A tale told about a young girl Marina, who longs to be the best tap dancer in the world, is observed everyday by our nocturnal narrator, The Moon, as she practises her dancing at the beach outside her home. Though her wicked Auntie, portrayed by a puppet, will do anything it takes to get rid of the tippetty-tapping made against her floorboards.
Lovely time @The_Lowry seeing the tap dancing mermaid today.
— Lisa O'Hare (@Lisaohare_0) April 17, 2016
It’s quite astonishing to believe Bide devised this play single-handedly as it’s so beautifully written and performed, with many Brechtian devices of song, dance and completely breaking down the fourth wall to engage with the audience.
These playful techniques proved popular amongst the audience as the kids loved to get involved: getting up on stage with Marina, participating in a game of hide & seek with Merman Leo (another puppet) and singing along to a lullaby, which lyrics were written down on pieces of paper tucked under our designated theatre seats, notably a warming touch.
Of course, there were times when crying babies, rustled sweet wrappers and exciting chatter between children took over, but that was all part of the experience.

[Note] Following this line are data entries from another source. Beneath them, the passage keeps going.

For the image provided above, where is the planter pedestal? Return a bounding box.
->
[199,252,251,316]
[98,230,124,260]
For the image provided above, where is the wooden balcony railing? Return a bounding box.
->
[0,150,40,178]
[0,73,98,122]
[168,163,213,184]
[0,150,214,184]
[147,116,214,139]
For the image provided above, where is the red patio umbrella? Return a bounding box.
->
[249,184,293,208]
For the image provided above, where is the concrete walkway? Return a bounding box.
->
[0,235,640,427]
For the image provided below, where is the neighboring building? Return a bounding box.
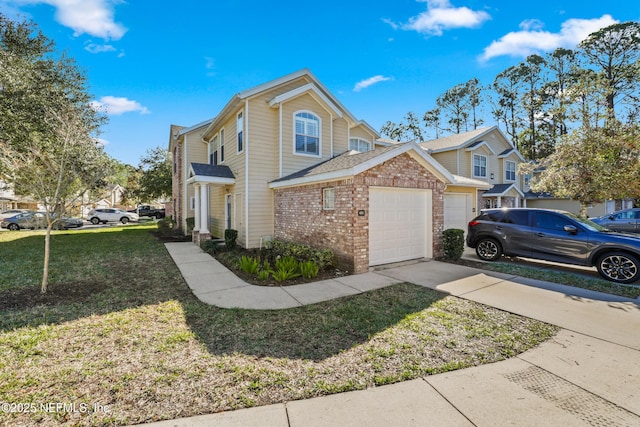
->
[524,171,634,218]
[420,126,526,230]
[0,181,38,212]
[169,69,490,272]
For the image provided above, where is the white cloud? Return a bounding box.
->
[353,74,393,92]
[480,15,618,61]
[91,96,150,116]
[17,0,127,40]
[84,43,116,53]
[401,0,491,36]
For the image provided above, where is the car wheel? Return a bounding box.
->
[596,252,640,283]
[476,238,502,261]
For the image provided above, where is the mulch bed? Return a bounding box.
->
[214,250,351,286]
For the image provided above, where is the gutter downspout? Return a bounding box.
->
[278,103,282,178]
[181,133,189,235]
[242,99,249,249]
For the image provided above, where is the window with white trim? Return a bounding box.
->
[322,187,336,211]
[236,111,244,153]
[349,138,371,153]
[294,111,320,156]
[473,154,487,178]
[504,160,516,181]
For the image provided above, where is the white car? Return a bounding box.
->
[88,208,140,224]
[0,209,29,220]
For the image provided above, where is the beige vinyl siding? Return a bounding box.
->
[333,117,349,156]
[281,94,335,176]
[468,146,492,181]
[431,150,464,175]
[349,125,376,148]
[203,112,247,245]
[247,93,278,247]
[184,127,208,229]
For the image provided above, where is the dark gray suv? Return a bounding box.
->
[467,208,640,283]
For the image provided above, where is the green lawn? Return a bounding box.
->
[0,225,557,425]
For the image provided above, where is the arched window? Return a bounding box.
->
[294,111,320,156]
[349,138,371,153]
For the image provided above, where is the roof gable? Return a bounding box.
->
[420,126,515,153]
[269,142,455,188]
[203,68,380,139]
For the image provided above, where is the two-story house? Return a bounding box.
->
[169,69,488,272]
[420,126,526,229]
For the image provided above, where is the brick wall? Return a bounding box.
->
[274,154,445,273]
[274,180,354,270]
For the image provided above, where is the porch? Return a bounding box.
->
[187,163,236,246]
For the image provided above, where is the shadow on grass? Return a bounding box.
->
[0,229,445,360]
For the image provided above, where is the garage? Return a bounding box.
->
[369,187,433,266]
[444,193,473,233]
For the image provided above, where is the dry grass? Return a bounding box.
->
[0,227,556,425]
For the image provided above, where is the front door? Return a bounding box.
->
[225,194,233,230]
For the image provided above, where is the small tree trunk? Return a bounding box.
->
[580,202,587,218]
[40,224,51,294]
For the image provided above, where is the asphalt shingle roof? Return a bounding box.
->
[191,163,235,179]
[272,145,398,182]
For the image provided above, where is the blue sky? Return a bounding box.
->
[0,0,640,165]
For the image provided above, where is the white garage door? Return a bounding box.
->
[444,193,472,233]
[369,187,433,265]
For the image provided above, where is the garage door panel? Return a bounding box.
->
[369,188,431,265]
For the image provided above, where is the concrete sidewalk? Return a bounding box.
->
[138,244,640,427]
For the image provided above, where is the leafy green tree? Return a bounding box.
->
[404,111,424,142]
[380,120,406,142]
[436,84,469,133]
[518,122,640,216]
[137,147,173,202]
[0,15,108,293]
[422,107,442,139]
[579,22,640,119]
[492,66,522,147]
[464,77,484,130]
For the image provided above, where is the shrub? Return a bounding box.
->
[300,261,320,279]
[271,269,300,282]
[271,256,300,282]
[271,239,334,270]
[240,255,260,274]
[442,228,464,260]
[224,228,238,251]
[202,240,220,255]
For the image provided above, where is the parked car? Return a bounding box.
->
[0,209,29,219]
[591,208,640,233]
[467,208,640,283]
[0,211,47,231]
[129,205,165,219]
[88,208,140,224]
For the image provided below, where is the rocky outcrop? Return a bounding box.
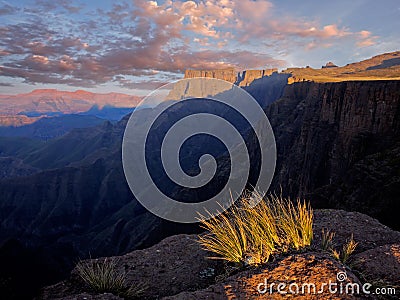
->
[266,81,400,228]
[184,68,237,83]
[39,210,400,300]
[184,69,278,87]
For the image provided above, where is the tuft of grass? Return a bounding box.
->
[76,258,144,299]
[199,192,313,265]
[331,235,358,264]
[321,229,335,251]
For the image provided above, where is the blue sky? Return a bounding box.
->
[0,0,400,95]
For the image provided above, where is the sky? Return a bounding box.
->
[0,0,400,95]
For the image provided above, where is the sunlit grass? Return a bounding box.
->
[199,193,313,265]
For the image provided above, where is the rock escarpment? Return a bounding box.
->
[39,210,400,300]
[184,68,278,87]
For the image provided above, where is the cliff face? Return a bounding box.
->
[266,81,400,227]
[184,69,278,87]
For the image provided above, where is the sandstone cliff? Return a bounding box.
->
[39,210,400,300]
[184,69,278,87]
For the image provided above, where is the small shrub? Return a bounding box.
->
[76,258,144,298]
[199,193,313,265]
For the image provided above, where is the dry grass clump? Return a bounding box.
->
[199,193,313,265]
[76,258,144,299]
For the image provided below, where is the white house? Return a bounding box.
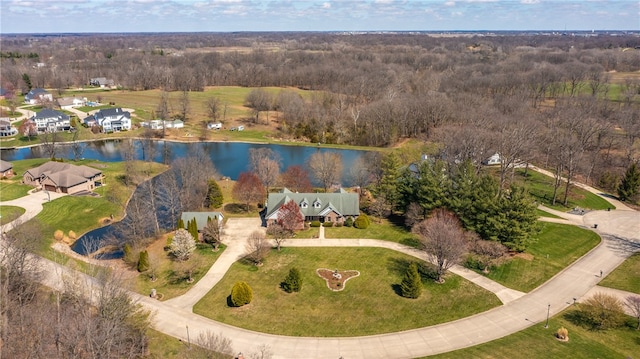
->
[0,117,18,137]
[30,108,71,132]
[482,153,502,166]
[58,97,87,110]
[24,88,53,105]
[83,107,131,132]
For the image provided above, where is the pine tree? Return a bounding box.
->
[400,262,422,299]
[618,163,640,202]
[282,268,302,293]
[138,251,150,273]
[204,179,224,208]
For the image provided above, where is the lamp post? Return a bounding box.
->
[544,303,551,329]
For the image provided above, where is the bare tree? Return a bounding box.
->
[413,208,467,283]
[307,152,342,192]
[249,147,281,193]
[246,231,269,265]
[202,218,222,251]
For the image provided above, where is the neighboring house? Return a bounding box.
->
[0,117,18,137]
[180,212,224,232]
[29,108,71,132]
[83,107,131,132]
[89,77,115,88]
[22,161,102,194]
[140,120,184,130]
[24,88,53,105]
[58,97,87,110]
[265,188,360,229]
[482,153,502,166]
[0,160,13,177]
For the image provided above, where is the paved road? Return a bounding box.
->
[2,170,640,359]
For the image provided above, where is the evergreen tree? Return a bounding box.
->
[282,268,302,293]
[375,152,401,209]
[138,251,150,273]
[231,281,253,307]
[618,163,640,202]
[400,262,422,299]
[204,179,224,208]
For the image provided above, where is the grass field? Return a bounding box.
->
[600,253,640,294]
[194,247,500,337]
[324,217,419,247]
[134,239,226,300]
[0,206,25,225]
[516,169,614,211]
[428,308,640,359]
[486,223,600,292]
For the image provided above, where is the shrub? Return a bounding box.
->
[53,229,64,241]
[353,213,371,229]
[580,292,625,329]
[282,268,302,293]
[138,251,149,273]
[231,281,253,307]
[400,262,422,299]
[344,217,353,227]
[556,327,569,341]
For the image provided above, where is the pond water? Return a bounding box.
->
[1,140,367,259]
[0,140,367,186]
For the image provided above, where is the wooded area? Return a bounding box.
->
[0,33,640,190]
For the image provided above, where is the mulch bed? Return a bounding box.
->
[316,268,360,292]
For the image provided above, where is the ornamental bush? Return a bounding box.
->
[231,281,253,307]
[353,213,371,229]
[138,251,149,273]
[282,268,302,293]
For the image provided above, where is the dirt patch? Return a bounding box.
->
[316,268,360,292]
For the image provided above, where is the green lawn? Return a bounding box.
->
[135,244,226,300]
[515,169,615,211]
[600,253,640,294]
[486,223,600,292]
[194,247,500,337]
[536,208,561,218]
[429,308,640,359]
[0,206,25,225]
[324,217,419,247]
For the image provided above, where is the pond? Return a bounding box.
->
[1,140,368,186]
[1,140,367,259]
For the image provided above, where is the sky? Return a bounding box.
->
[0,0,640,34]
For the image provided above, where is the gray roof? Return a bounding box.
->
[24,88,48,100]
[31,108,69,120]
[265,188,360,218]
[25,161,102,187]
[0,160,13,172]
[180,212,224,231]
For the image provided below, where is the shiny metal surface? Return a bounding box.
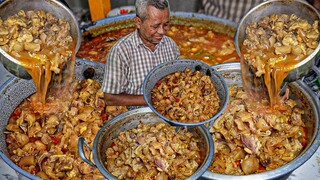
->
[235,0,320,82]
[202,63,320,180]
[0,59,104,180]
[142,59,229,127]
[78,107,214,180]
[0,0,82,79]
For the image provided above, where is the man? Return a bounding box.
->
[102,0,180,106]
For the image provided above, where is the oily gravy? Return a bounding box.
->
[240,14,319,106]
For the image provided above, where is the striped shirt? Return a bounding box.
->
[102,30,180,95]
[199,0,265,23]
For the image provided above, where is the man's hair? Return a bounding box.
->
[135,0,170,20]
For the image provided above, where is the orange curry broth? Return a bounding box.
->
[76,17,240,65]
[10,42,75,108]
[241,45,308,106]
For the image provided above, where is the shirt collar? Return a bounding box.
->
[133,29,165,48]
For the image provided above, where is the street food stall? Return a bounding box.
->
[0,0,320,179]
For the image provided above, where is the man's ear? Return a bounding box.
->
[134,16,142,29]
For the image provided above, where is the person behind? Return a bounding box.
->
[199,0,264,23]
[101,0,180,106]
[199,0,320,23]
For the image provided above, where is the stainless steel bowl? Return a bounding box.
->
[202,63,320,180]
[142,59,229,127]
[78,107,214,180]
[0,0,82,79]
[0,59,104,180]
[235,0,320,82]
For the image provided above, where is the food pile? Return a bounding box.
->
[151,68,220,123]
[241,14,319,106]
[209,86,307,175]
[0,10,75,103]
[105,122,201,179]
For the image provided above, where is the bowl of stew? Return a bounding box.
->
[143,59,229,127]
[78,107,214,180]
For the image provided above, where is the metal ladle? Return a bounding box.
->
[235,0,320,101]
[0,0,82,79]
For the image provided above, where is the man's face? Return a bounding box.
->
[135,6,170,44]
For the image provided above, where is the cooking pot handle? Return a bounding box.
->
[78,137,97,168]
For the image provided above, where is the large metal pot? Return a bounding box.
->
[142,59,229,127]
[202,63,320,180]
[78,107,214,180]
[0,59,104,179]
[0,59,320,179]
[235,0,320,82]
[0,0,82,79]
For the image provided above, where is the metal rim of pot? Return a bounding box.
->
[142,59,229,127]
[78,107,214,180]
[202,63,320,180]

Bide’s stage presence remained strong and steady, knowing when to take moments of pauses for noise to settle, and always staying in character when improvising, reinforcing she is a natural when it comes to connecting with children.
— Paige Gadsby (@SillyWoman_) April 17, 2016
Innovative theatre for families is what Bristol-based Bide aims to create, and she certainly does a good job of it. Funded by Arts Council England, The Tap Dancing Mermaid started touring in 2013, and has been involved in festivals including the Edinburgh Fringe Festival 2015.
In August, 2015, Bide published the book, which can be bought on Amazon. Having all the elements of a Grimm’s fairy-tale, but embedded with a quirky unique plot, it’s definitely a story which takes children on a journey of adventure, leaving their imaginations running for days.
This play is made for families with little children, thus, definitely not appropriate for older ages to view alone, as you will probably feel very out of place, and a little bit silly. Nevertheless, it was a fun experience, but would have been a lot more enjoyable viewing it with a younger relative.